Hint: The formula for acceleration due to gravity, that is, ‘g’ is given by: $g=\dfrac{GM}{{{R}^{2}}}$. Here, we can see that the acceleration due to gravity is affected by three different entities. “G” is the universal gravitational constant which is a constant. “M” is the mass of the Earth and “R” is the radius of the Earth. We shall see what are the factors that change at the equator of the Earth, so that the value of ‘g’ gets minimized.

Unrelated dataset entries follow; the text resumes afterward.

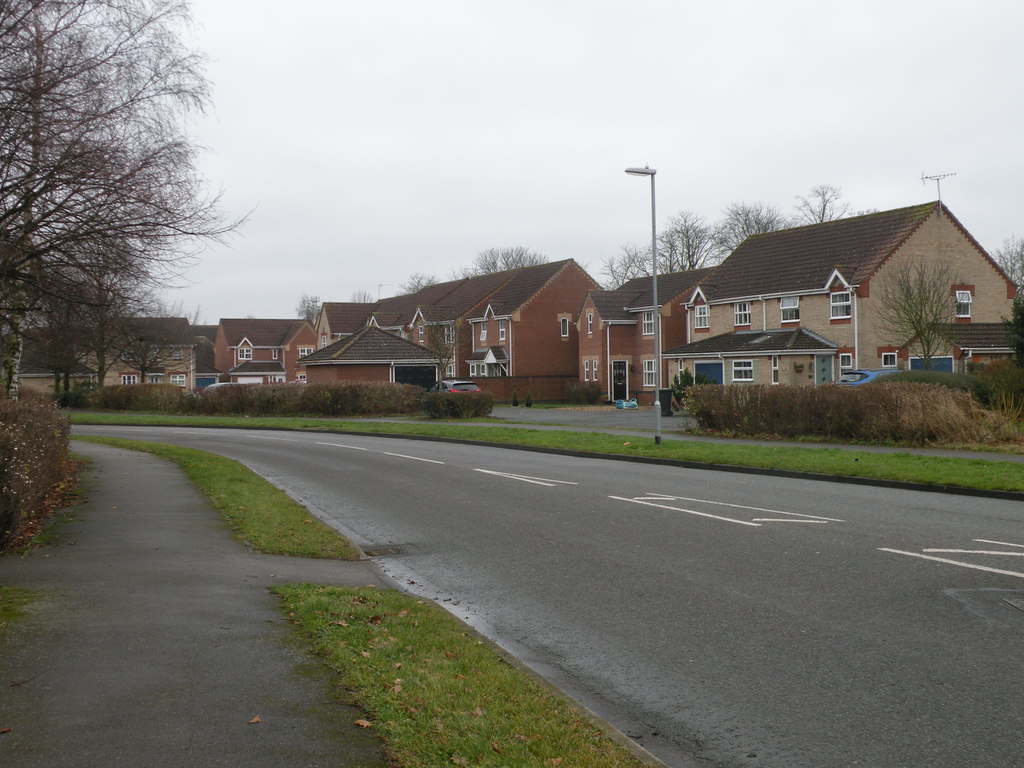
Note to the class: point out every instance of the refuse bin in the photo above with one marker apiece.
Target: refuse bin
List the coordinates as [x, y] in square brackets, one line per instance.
[665, 397]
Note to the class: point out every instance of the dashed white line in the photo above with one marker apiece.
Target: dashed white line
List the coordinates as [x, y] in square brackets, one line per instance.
[953, 562]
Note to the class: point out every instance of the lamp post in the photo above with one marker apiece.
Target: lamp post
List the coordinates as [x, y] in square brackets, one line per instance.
[646, 171]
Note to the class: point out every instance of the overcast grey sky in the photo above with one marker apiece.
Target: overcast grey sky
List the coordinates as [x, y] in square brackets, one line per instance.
[378, 138]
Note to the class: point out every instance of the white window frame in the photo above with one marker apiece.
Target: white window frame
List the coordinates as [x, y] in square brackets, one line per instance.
[649, 375]
[963, 305]
[790, 309]
[701, 315]
[742, 371]
[840, 308]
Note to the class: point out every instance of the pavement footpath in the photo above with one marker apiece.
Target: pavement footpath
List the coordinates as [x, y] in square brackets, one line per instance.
[156, 642]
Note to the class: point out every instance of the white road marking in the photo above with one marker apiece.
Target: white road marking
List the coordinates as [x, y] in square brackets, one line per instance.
[414, 458]
[339, 444]
[742, 506]
[687, 511]
[976, 552]
[1001, 544]
[952, 562]
[527, 478]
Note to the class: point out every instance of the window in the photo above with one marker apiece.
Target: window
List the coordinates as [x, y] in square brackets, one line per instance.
[791, 308]
[701, 316]
[648, 374]
[841, 305]
[742, 370]
[964, 303]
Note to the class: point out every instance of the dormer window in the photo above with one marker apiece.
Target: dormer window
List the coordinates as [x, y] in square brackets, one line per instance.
[964, 301]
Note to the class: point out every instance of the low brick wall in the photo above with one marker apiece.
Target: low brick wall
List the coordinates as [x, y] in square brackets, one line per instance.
[540, 388]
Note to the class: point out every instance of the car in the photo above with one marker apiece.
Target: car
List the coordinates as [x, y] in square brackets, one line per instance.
[858, 376]
[455, 385]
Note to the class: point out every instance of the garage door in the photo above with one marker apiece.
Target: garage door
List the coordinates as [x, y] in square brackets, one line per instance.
[421, 376]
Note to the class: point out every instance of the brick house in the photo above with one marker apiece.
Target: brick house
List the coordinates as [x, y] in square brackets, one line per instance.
[262, 351]
[616, 333]
[799, 306]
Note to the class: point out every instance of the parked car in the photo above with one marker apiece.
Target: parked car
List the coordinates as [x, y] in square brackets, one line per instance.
[863, 376]
[455, 385]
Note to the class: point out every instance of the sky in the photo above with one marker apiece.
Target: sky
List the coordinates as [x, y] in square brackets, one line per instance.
[367, 141]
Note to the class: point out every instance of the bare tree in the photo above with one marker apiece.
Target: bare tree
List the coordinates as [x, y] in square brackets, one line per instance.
[1011, 257]
[500, 259]
[823, 203]
[918, 305]
[742, 220]
[417, 282]
[94, 159]
[308, 308]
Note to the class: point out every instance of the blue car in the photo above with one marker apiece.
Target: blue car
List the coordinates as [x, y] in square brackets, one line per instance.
[858, 376]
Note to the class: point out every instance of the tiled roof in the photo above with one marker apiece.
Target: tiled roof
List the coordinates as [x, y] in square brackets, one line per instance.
[772, 341]
[369, 345]
[802, 259]
[978, 335]
[261, 333]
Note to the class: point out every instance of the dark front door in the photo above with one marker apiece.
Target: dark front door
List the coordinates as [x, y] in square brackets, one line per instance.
[620, 387]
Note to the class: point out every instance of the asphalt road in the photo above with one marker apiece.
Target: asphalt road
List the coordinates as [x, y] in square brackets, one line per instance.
[718, 619]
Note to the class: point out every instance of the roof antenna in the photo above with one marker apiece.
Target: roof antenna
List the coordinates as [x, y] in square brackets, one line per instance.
[938, 183]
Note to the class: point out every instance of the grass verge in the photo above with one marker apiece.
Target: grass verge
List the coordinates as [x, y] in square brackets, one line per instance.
[903, 467]
[261, 514]
[434, 692]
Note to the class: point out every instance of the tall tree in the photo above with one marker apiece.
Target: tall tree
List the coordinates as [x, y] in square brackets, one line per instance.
[95, 158]
[500, 259]
[918, 306]
[823, 203]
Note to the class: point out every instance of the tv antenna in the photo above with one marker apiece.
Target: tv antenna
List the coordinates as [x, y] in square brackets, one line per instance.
[938, 182]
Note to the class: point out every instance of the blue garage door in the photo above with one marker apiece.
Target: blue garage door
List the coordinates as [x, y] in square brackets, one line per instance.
[938, 364]
[713, 371]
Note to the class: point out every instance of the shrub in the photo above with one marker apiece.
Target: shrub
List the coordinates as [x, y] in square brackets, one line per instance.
[879, 413]
[586, 393]
[461, 406]
[33, 460]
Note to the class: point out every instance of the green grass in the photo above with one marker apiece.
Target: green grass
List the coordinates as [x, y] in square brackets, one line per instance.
[967, 473]
[265, 517]
[435, 693]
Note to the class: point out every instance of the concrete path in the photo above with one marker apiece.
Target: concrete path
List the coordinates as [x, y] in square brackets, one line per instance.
[156, 640]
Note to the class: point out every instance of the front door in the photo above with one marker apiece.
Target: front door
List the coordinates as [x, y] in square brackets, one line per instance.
[620, 387]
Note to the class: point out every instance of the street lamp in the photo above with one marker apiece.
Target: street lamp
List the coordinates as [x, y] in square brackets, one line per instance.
[645, 171]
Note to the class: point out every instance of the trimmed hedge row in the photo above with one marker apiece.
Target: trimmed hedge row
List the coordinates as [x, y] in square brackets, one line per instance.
[33, 460]
[876, 413]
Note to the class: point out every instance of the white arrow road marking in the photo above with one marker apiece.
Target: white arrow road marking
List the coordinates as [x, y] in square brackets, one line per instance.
[952, 562]
[414, 458]
[527, 478]
[687, 511]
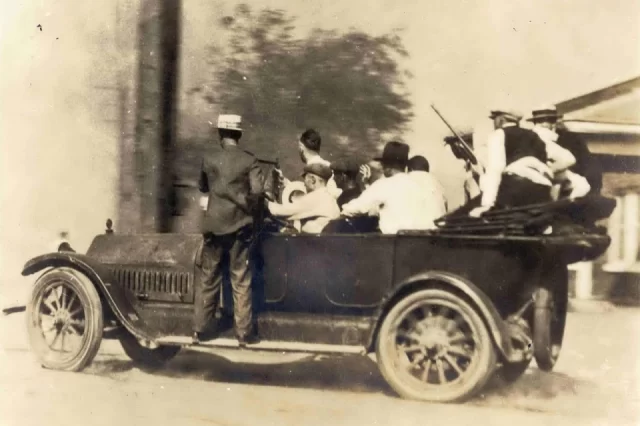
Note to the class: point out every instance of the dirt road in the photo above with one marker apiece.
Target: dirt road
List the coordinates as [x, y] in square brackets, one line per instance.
[595, 383]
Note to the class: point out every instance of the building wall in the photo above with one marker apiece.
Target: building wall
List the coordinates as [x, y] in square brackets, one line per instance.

Complete step by step answer:
We know that, while solving problems or when talking in general, we assume the Earth to be a perfect sphere. Well, this assumption leads us to believe that ‘g’ is constant everywhere on Earth.
In reality, Earth is not a perfect sphere, but somewhat elliptical. This distortion on Earth causes the variation in gravitational acceleration at all places on Earth but the mass remains constant as it is independent of the shape. This could be understood as follows:
The Earth is bulged about its diameter, that is it is somewhat like the figure shown below:

Here, we can see that the largest possible radius of Earth is equal to ‘${{r}_{e}}$’, that is, radius measured along the equator of Earth. This means that our expression for acceleration due to gravity is the least at the equator. Mathematically, this could be written as:
$\Rightarrow {{\left. \left( \dfrac{GM}{{{R}^{2}}} \right) \right|}_{\min }}=\left( \dfrac{GM}{{{r}_{e}}^{2}} \right)$

Hence, the value of ‘g’ minimum at the equator because the radius is maximum at the equator.

Note: Since the Earth is elliptical in shape, we see that its radius is minimum at the poles. Thus, we can say that poles are the places on Earth where maximum gravitational force is experienced whereas, all the places along the line of the equator experience minimum gravitational acceleration.